Fig. 10 X-ray showing the square which demonstrates that the unstable area includes only L5;
Slippage = 50%, but with high SI = 53% (A). X-ray showing better L5-S1 (B). MRI showing the severe sacrum dysplasia with its verticalization (C). X-ray showing at one-year follow-up posterior pediculobody screws and anterior interbody screw. The reduction is stable and the screws are in place (D).
Rationales of treatment in adolescent
Indication for surgery on an adolescent with high dysplastic spondylolisthesis comes from the presence of symptoms, including neurological, and from the risk of progression. The evaluation of the unstable area by means of drawing the square indicates the fusion area if a reduction is planned [6]. In the case of in situ fusion, the fusion area must, exceptionally, include the L4-L5 disc (evocative discography). The SI allows us to evaluate the severity of the spondylolisthesis independently of the slippage (fig. 11).
Rationales for reduction in Case 2 were:
- high SI (risk of postop decompensation)
- largest possible fusion area (severe slippage)
- chance to obtain normal anatomy due to the young age
- prevent early degenerative changes in L4-L5 disc
- greatly reduced fusion area (only L5 as seen in the square)

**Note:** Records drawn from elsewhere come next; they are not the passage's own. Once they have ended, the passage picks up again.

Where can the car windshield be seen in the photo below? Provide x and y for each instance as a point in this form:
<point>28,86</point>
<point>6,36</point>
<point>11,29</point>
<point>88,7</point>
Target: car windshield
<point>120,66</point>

Fig. 11 X-ray showing the square which demonstrates that the unstable area includes only L5; Slippage = 98%, with high SI = 48%. MRI showing the severe sacrum dysplasia with its verticalization. X-ray showing at one-year follow-up that the reduction is stable; the patient is pain free.
Since there are no clear answers in literature, studies should be carried out to see how to prevent root damage during the reduction manoeuvres, and to evaluate the results on the symptoms of reduction vs in-situ fusion.